Did you know Daimler and Benz, whose names would combine to form one of the longest-standing car manufacturing partnerships in history, not only never met but were competitive rivals?
Along with countless more factoids like the above, the stuff 19th century transport scholar and author Lay doesn’t know about the history of steam, carriage or early petrol engine power isn’t worth knowing. This exhaustive account of the evolution of mass transport doesn’t leave anything out in between domesticated cattle and the first cars invented by the likes of Daimler and Benz in the late 1800s.

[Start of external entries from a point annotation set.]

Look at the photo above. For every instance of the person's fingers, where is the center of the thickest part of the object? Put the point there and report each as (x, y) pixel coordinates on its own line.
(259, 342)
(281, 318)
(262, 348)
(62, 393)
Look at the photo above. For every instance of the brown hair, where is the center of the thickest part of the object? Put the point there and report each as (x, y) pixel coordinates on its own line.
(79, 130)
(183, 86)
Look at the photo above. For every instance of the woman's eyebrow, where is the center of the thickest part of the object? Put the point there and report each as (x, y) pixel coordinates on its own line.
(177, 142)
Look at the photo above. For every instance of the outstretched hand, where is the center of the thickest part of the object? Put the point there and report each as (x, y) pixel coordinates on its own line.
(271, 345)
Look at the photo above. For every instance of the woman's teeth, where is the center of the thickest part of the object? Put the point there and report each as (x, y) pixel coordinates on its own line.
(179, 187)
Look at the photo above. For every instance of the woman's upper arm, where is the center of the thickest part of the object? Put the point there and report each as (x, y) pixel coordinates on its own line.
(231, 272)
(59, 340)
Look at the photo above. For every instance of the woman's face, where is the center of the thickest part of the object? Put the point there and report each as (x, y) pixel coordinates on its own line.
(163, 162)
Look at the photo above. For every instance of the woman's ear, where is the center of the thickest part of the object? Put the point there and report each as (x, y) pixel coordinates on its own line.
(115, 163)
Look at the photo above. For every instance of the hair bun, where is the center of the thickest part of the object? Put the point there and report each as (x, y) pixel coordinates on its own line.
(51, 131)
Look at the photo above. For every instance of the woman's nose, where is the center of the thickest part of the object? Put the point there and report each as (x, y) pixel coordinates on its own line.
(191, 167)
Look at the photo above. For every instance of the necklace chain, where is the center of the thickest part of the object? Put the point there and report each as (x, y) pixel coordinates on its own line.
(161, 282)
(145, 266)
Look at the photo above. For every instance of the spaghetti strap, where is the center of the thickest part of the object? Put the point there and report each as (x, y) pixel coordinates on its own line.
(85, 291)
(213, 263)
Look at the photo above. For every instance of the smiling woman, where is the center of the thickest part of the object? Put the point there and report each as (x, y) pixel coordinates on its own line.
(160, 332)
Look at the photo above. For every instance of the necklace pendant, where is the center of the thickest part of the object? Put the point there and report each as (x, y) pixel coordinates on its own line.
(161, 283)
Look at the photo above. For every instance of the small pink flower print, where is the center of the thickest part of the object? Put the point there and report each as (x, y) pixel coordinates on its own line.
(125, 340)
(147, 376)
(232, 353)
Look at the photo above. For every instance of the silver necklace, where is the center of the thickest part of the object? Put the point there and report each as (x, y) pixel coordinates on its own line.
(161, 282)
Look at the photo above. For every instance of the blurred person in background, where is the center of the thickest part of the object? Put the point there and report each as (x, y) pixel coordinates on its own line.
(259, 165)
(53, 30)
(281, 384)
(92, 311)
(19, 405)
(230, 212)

In talking about technological development, author Maxwell Gordon Lay details everything from the business climate to the political jostling that enabled some innovations and stifled others, the economies of scale that made methods profitable and even the personal rivalries between inventors.
All of which means he’s not just a historian and engineer, he identifies the social effects of transport development. When most humans walked everywhere, cities were limited to radii of about 3km – mass transit directly unshackled geographical growth.
He also weaves the story through milestones you probably know in passing – Watt’s steam engine (although plenty of others perfected it for mass use), the first time a self-propelled vehicle outclassed animal power in speed and cost, etc – and there’s plenty of fascinating trivia on the way.
The modern term ‘suspension’, for example, refers to the design element of suspending the cabin of a carriage on leather straps slung across the frame so the passengers didn’t feel the bumps over uneven cobbles. The gauge (width) of railway tracks evolved directly from the width of road needed for oxen to pull ploughs and for locomotives to turn safely at speed, not manure as the popular online urban legend would have us believe.
Most fascinating however is Lay’s case for the 19th century being the true age of disruption. In 1830 there were 30 horse drawn carriage services between Liverpool and Manchester. Two years later, after the advent of the steam locomotive, there was one.
It’s a stark reminder that even in our age of apps and smartphones, we’re still relying on century-old tools and designs with a few cosmetic changes – the only real mass transport development in the 20th century was the aeroplane.
The Harnessing of Power feels like it was Lay’s doctoral thesis, so the language and delivery can be a little bit dry, but it’s fascinating to know once you’ve digested it.